Contribution of Methionine Oxidation to Amyloid Fibril Formation by Apolipoprotein A-I

Abstract

Apolipoprotein A-I (apoA-I) is an important promoter of cardiovascular health. However, oxidation in physiological conditions can alter the structure/function of apoA-I and transform this atheroprotective protein into a potentially harmful factor. One of the possible dysfunctional fates of apoA-I is represented by protein aggregation and amyloid fibril formation; as suggested by high incidence of apoA-I amyloid deposits in atherosclerotic lesions. Recently it has been reported that upon oxidation of its three native methionines, apoA-I can produce amyloid fibrils in vitro.The aim of our study was to establish the contribution of oxidation of specific methionines to apoA-I amyloid fibril formation.Single amino acid apoA-I mutants were produced, in which each of the three native methionines (M86, M112, and M148) were replaced by leucines.
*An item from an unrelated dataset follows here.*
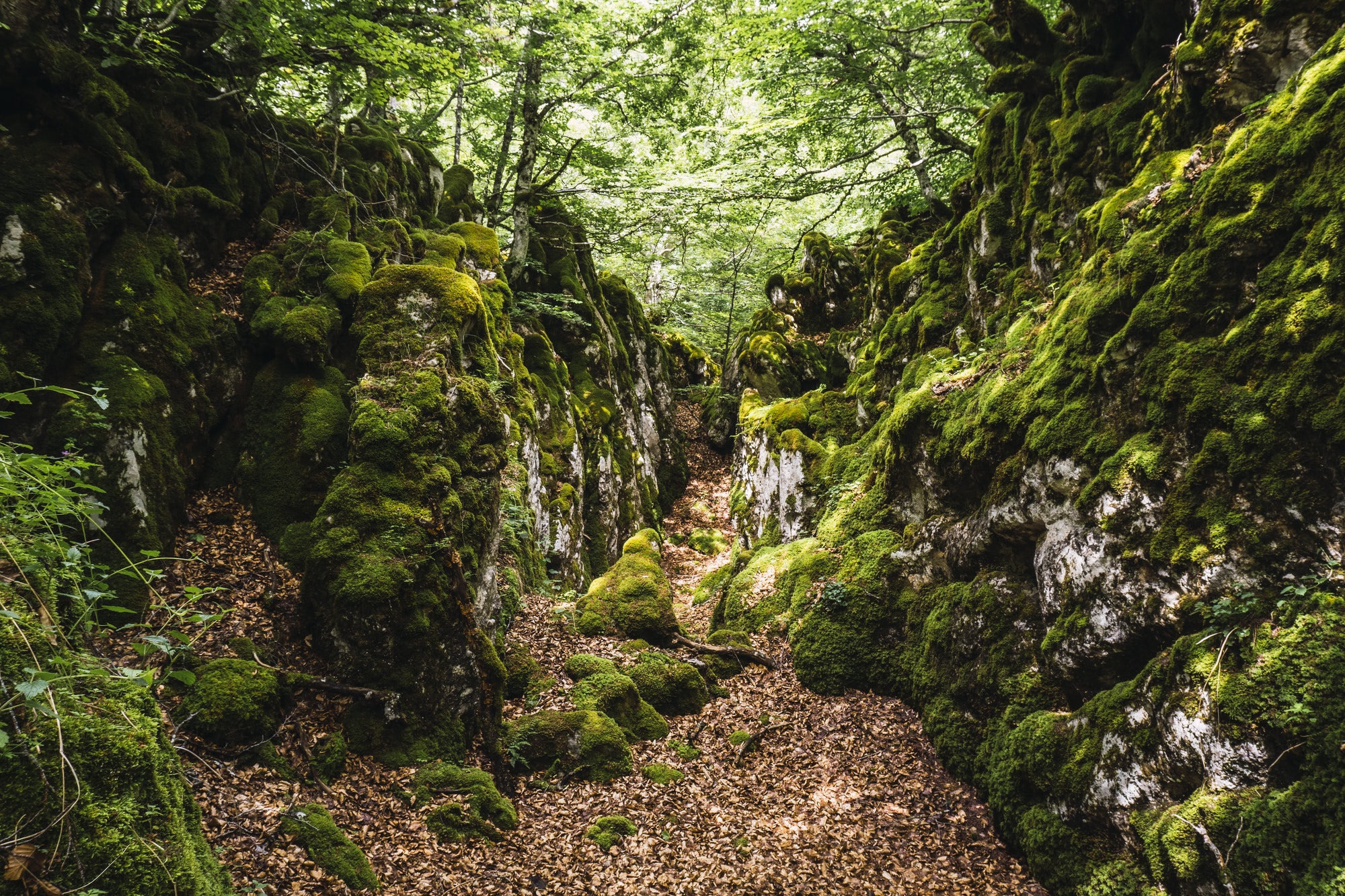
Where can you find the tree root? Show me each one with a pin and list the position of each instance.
(727, 650)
After oxidation by H2O2 and removal of H2O2 by dialysis, the protein samples were incubated at 37°C and pH 6.0 to elicit protein aggregation. Amyloid fibril formation was evaluated by measuring the reactivity of the samples towards the fluorescent dye Thioflavin T (ThT).Oxidized wild-type apoA-I (WT-apoA-I) readily formed solid aggregates. ThT fluorescence developed with rapid kinetics and reached maximum intensity at 24h. Upon oxidation and incubation in similar conditions, ThT kinetics were distinct for different single M to L apoA-I mutants, suggesting that the three methionines do not equally contributes, upon oxidation, to protein destabilization and the process of amyloid fibril formation. In particular, ThT kinetics of M112L- and WT-apoA-I were not significantly different (T1/2 @ 4 and 3 h, respectively). In contrast, ThT kinetics were significantly slower for both M86L-apoA-I and M148L-apoA-I (T1/2 @ 30 h and > 48 h, respectively).These results indicate that oxidation of M86 and M148 is largely responsible for apoA-I destabilization and amyloid fibril formation.